Ese hombre era San Pablo.

Ese hombre le recordaba los servicios religiosos que un Reverendo blanco celebraba para los esclavos de la plantación. Les leía el texto de Pablo que dice: "Esclavos, obedeced escrupulosamente a vuestros amos de la tierra, de todo corazón, como si fuera al Mesías". Efesios 6, 5. Y terminaba exhortándoles a ser buenos esclavos para heredar las bendiciones de Dios.

Esa anciana se decía para sí: "Si un día alcanzo la libertad y aprendo a leer prometo a mi Hacedor no leer nunca esa parte de la Biblia".

Estamos celebrando el 2000 aniversario del nacimiento de Pablo de Tarso.

Pablo es tal vez el único escritor cristiano conocido del siglo I.

Escribió cartas a personas reales en las que confiesa sus pecados, da testimonio de su fe, presume insensatamente de sus títulos y trabajos y habla de los problemas reales de las comunidades.

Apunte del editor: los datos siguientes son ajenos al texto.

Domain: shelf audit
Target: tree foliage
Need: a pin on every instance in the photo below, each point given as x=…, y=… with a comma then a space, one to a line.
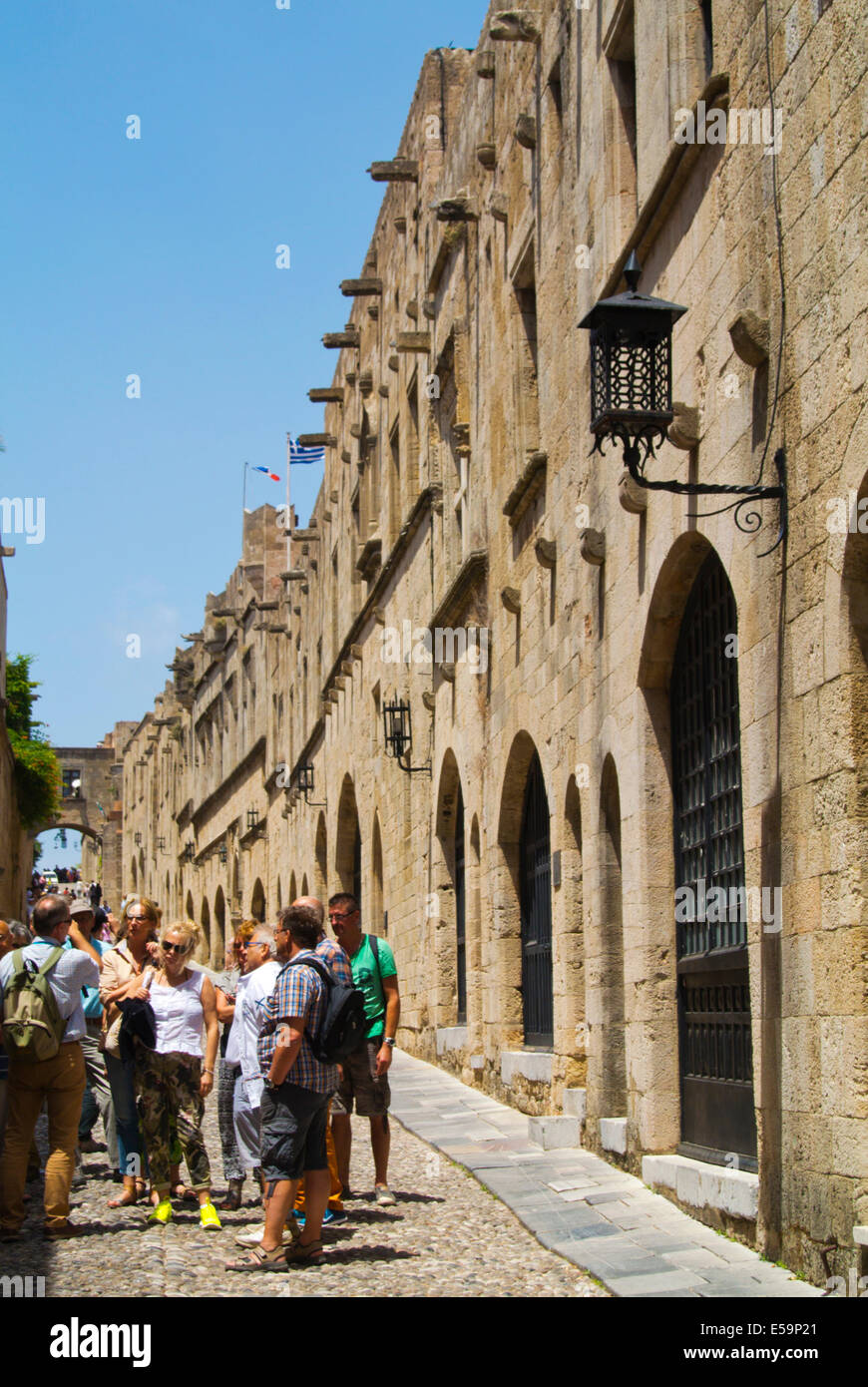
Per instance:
x=38, y=775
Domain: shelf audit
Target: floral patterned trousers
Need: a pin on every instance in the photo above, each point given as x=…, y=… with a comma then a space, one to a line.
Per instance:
x=168, y=1098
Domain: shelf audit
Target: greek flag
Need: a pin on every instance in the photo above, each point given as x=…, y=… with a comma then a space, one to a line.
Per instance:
x=298, y=454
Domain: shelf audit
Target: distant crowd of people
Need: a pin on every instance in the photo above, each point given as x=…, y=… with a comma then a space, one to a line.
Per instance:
x=111, y=1020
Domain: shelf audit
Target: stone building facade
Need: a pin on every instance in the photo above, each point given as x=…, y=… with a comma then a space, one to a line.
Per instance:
x=647, y=706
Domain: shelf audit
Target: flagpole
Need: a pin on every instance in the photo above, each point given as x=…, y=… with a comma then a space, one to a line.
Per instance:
x=288, y=512
x=242, y=507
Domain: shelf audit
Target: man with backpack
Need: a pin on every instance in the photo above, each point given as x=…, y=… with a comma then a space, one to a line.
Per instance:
x=309, y=1018
x=365, y=1073
x=43, y=1024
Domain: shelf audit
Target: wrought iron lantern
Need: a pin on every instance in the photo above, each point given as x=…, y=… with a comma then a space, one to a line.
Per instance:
x=399, y=734
x=304, y=784
x=632, y=395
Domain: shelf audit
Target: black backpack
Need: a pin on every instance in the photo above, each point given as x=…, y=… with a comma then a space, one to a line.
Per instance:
x=344, y=1025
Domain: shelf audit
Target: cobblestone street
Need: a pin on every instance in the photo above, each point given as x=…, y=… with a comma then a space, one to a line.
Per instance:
x=447, y=1236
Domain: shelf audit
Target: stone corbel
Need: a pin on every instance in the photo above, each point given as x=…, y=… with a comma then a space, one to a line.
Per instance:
x=512, y=600
x=593, y=547
x=683, y=430
x=750, y=337
x=516, y=25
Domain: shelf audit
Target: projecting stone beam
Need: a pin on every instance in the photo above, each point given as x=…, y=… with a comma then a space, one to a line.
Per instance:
x=358, y=287
x=459, y=209
x=526, y=132
x=345, y=338
x=511, y=25
x=394, y=171
x=413, y=341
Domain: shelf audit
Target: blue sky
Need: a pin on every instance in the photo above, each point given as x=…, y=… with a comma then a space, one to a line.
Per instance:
x=156, y=256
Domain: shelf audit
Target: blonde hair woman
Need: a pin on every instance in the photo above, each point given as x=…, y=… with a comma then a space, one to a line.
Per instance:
x=174, y=1078
x=136, y=948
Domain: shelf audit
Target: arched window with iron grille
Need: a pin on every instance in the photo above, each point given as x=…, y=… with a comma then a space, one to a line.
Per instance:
x=715, y=1059
x=461, y=929
x=536, y=893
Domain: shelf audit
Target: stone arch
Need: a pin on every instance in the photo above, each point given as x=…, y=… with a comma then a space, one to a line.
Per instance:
x=651, y=1024
x=219, y=921
x=607, y=961
x=206, y=924
x=374, y=914
x=451, y=989
x=320, y=859
x=569, y=945
x=256, y=902
x=348, y=846
x=505, y=991
x=476, y=950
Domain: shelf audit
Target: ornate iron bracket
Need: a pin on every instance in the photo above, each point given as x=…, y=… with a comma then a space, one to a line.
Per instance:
x=638, y=448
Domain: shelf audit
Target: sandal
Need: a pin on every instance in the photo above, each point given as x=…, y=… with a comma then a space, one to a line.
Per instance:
x=260, y=1261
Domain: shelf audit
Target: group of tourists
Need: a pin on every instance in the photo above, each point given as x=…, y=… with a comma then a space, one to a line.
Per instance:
x=131, y=1031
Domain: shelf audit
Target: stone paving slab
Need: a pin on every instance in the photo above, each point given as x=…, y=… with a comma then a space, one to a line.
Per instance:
x=590, y=1212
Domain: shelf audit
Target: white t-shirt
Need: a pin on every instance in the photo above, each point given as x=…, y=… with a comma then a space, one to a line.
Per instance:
x=249, y=1016
x=179, y=1017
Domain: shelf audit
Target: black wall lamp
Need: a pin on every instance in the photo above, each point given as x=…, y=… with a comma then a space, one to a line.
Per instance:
x=399, y=734
x=632, y=397
x=304, y=784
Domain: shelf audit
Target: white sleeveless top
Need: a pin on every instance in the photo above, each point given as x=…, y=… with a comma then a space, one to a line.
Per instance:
x=179, y=1017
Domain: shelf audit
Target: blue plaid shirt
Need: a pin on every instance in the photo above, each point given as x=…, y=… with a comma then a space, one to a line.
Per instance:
x=298, y=992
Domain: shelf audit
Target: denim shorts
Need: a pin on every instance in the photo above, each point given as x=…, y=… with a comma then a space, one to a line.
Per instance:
x=294, y=1124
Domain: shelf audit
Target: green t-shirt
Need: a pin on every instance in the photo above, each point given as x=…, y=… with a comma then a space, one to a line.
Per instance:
x=366, y=977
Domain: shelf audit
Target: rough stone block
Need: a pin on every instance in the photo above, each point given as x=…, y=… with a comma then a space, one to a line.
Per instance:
x=613, y=1135
x=554, y=1132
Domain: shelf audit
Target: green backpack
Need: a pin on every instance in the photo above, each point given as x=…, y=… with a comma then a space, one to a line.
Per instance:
x=32, y=1024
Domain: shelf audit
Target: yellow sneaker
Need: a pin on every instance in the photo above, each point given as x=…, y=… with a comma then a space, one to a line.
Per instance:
x=161, y=1212
x=209, y=1215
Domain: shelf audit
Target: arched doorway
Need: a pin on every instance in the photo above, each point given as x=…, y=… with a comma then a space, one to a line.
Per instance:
x=348, y=853
x=320, y=856
x=256, y=902
x=377, y=920
x=219, y=920
x=461, y=913
x=536, y=899
x=206, y=924
x=714, y=1039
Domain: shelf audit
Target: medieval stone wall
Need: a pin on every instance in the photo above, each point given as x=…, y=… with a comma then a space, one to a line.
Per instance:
x=459, y=494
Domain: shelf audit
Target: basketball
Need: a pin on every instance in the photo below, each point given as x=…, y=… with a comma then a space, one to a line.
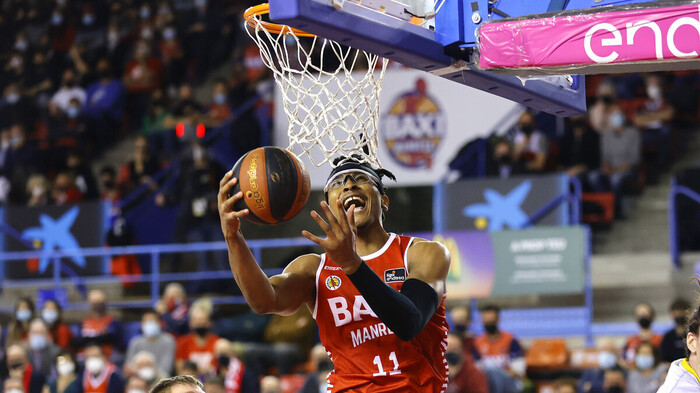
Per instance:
x=274, y=182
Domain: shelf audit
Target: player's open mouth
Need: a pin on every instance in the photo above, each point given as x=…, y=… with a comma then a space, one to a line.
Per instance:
x=354, y=200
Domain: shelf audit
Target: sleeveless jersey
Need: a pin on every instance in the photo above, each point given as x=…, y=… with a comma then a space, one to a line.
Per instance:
x=367, y=356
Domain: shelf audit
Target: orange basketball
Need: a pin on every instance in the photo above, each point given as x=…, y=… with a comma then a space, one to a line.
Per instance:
x=274, y=182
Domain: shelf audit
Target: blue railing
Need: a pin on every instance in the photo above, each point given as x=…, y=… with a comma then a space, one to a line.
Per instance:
x=155, y=278
x=674, y=245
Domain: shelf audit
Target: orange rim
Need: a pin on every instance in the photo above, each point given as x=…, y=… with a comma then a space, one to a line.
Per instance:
x=263, y=9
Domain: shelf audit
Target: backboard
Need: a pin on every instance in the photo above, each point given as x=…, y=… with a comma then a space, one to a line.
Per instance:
x=383, y=27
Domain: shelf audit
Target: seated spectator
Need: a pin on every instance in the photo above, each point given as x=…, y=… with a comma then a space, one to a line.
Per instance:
x=108, y=184
x=648, y=374
x=673, y=342
x=136, y=384
x=579, y=150
x=644, y=315
x=270, y=384
x=99, y=327
x=592, y=379
x=154, y=341
x=220, y=109
x=100, y=376
x=530, y=146
x=61, y=100
x=565, y=385
x=236, y=377
x=173, y=309
x=140, y=169
x=215, y=384
x=16, y=108
x=18, y=367
x=65, y=191
x=654, y=121
x=317, y=380
x=499, y=354
x=144, y=365
x=59, y=332
x=600, y=112
x=42, y=351
x=66, y=380
x=18, y=329
x=38, y=190
x=467, y=377
x=620, y=155
x=198, y=346
x=464, y=377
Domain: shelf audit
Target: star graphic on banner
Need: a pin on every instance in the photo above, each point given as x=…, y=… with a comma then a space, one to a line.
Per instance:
x=501, y=210
x=56, y=234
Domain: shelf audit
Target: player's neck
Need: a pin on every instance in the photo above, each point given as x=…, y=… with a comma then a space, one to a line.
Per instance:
x=370, y=239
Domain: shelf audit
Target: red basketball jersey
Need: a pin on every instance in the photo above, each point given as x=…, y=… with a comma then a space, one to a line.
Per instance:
x=367, y=356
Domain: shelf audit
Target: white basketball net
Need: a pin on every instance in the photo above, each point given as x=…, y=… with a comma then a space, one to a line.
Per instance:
x=331, y=112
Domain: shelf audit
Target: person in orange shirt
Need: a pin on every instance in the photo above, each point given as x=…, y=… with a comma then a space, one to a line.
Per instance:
x=644, y=314
x=198, y=346
x=60, y=333
x=499, y=354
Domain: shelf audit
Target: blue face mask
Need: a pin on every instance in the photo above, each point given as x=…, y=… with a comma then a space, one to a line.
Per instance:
x=72, y=112
x=220, y=98
x=644, y=362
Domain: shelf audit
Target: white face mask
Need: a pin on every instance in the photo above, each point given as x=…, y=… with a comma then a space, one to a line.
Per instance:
x=65, y=368
x=50, y=316
x=147, y=373
x=94, y=365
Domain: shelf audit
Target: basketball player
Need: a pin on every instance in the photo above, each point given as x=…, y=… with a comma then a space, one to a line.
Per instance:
x=377, y=297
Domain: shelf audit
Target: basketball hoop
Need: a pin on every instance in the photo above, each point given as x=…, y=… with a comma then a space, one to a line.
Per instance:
x=332, y=111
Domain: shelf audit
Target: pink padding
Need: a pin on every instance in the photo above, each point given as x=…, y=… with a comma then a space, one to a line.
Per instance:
x=646, y=35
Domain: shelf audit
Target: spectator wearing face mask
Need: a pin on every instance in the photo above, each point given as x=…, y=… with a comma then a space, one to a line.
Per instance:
x=18, y=329
x=66, y=380
x=673, y=343
x=144, y=366
x=153, y=340
x=174, y=310
x=530, y=146
x=99, y=327
x=648, y=374
x=466, y=377
x=198, y=346
x=236, y=376
x=42, y=351
x=136, y=384
x=499, y=354
x=644, y=314
x=19, y=368
x=59, y=332
x=592, y=379
x=620, y=155
x=100, y=376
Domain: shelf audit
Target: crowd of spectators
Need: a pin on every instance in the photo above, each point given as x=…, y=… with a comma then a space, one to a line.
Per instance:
x=627, y=138
x=41, y=352
x=78, y=76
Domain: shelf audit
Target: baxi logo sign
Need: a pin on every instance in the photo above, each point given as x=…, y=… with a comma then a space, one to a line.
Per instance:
x=630, y=36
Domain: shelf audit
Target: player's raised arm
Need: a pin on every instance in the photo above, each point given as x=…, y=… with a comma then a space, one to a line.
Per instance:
x=281, y=294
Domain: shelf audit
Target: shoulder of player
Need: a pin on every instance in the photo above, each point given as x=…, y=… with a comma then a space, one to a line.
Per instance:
x=306, y=265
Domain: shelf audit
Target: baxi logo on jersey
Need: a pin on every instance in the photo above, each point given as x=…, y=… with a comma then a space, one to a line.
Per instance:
x=394, y=275
x=414, y=127
x=333, y=283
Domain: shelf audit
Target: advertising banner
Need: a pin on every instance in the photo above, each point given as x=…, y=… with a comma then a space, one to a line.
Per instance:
x=55, y=228
x=497, y=204
x=424, y=122
x=546, y=260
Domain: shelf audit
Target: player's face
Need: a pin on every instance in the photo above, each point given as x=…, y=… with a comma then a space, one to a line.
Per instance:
x=357, y=188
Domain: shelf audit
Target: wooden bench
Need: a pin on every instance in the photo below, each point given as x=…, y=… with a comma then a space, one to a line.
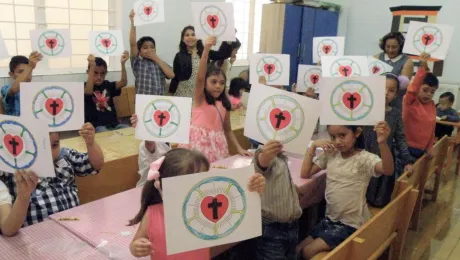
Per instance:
x=387, y=229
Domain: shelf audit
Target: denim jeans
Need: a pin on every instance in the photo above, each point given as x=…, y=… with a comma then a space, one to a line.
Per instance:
x=278, y=241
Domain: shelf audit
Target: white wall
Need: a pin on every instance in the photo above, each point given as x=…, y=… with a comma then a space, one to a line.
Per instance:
x=368, y=21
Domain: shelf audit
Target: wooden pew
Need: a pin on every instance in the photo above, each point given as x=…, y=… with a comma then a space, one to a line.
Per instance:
x=385, y=230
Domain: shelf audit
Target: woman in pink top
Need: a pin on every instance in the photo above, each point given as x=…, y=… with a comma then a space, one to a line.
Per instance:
x=150, y=238
x=211, y=127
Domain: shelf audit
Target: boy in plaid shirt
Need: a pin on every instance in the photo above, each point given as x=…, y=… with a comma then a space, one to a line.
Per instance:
x=148, y=69
x=60, y=193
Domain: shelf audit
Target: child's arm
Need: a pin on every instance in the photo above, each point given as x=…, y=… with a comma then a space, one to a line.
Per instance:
x=89, y=85
x=232, y=138
x=132, y=36
x=95, y=154
x=12, y=218
x=141, y=246
x=201, y=77
x=124, y=77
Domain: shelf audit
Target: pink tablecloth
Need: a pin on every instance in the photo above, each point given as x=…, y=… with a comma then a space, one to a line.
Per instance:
x=103, y=223
x=312, y=190
x=47, y=241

No hace literatura ni juegos florales. Y algunos lo definen como el inventor del cristianismo.

Su influencia ayer y hoy sigue siendo monumental. San Agustín bebió su pesimismo y su desprecio de los placeres de la carne en San Pablo.

Lutero, el inventor de la Reforma, descubrió en San Pablo la libertad de la fe frente a la tiranía de la Ley y la consolación de las obras y la hipocresía romana y liberó a los hombres del yugo de la religión.

Pablo es la profecía. A pesar de los tics propios de su tiempo: defiende la esclavitud, las mujeres en la iglesia que se callen, la homosexualidad es pecado contra natura, su fanatismo como fariseo y como converso es disparatado… presenta un reto a la praxis misionera en cada contexto y en cada lugar.

Pablo es la libertad. Libertad frente a la Ley judía, la circuncisión del prepucio, las leyes alimenticias y sobre todo libertad frente al poder de la Institución y la Tradición representadas por Pedro: "Pero cuando Pedro fue a Antioquía tuve que encararme con él porque se había hecho culpable", Gálatas 2, 11

Pablo es la inculturación. Judío por los cuatro costados, "¿que son hebreos? Y yo más", se declara ciudadano del imperio romano y en la capital del mundo, Roma, culmina su carrera y es decapitado, pero desarrolla todo su ministerio inmerso en la cultura helénica.

Jerusalén, Atenas y Roma son los grandes escenarios de su predicación misionera que ahora llega a todos los rincones del mundo.

El corazón de su mensaje, dejando a un lado la miopía inexcusable y propia de aquel lejano siglo primero, es la conversión, la circuncisión del corazón, el no avergonzarse ni del evangelio ni de Cristo.

Convertirse no es dejar de ser pecador, siempre lo seremos, todos llevamos el aguijón de la carne, es uncirse no a una etiqueta sino a una persona, a Cristo. "Anatema, el que no ame a Cristo" grita apasionadamente el converso Pablo.

Sus cartas no sólo son difíciles de entender, comparadas con la sencillez del evangelio, sino también polémicas y suscitadoras de constantes escaramuzas entre protestantes y católicos.

Pablo es indomable, pero, en este aniversario milenario, podemos acercarnos curiosos a sus cartas y a las que sólo llevan su nombre.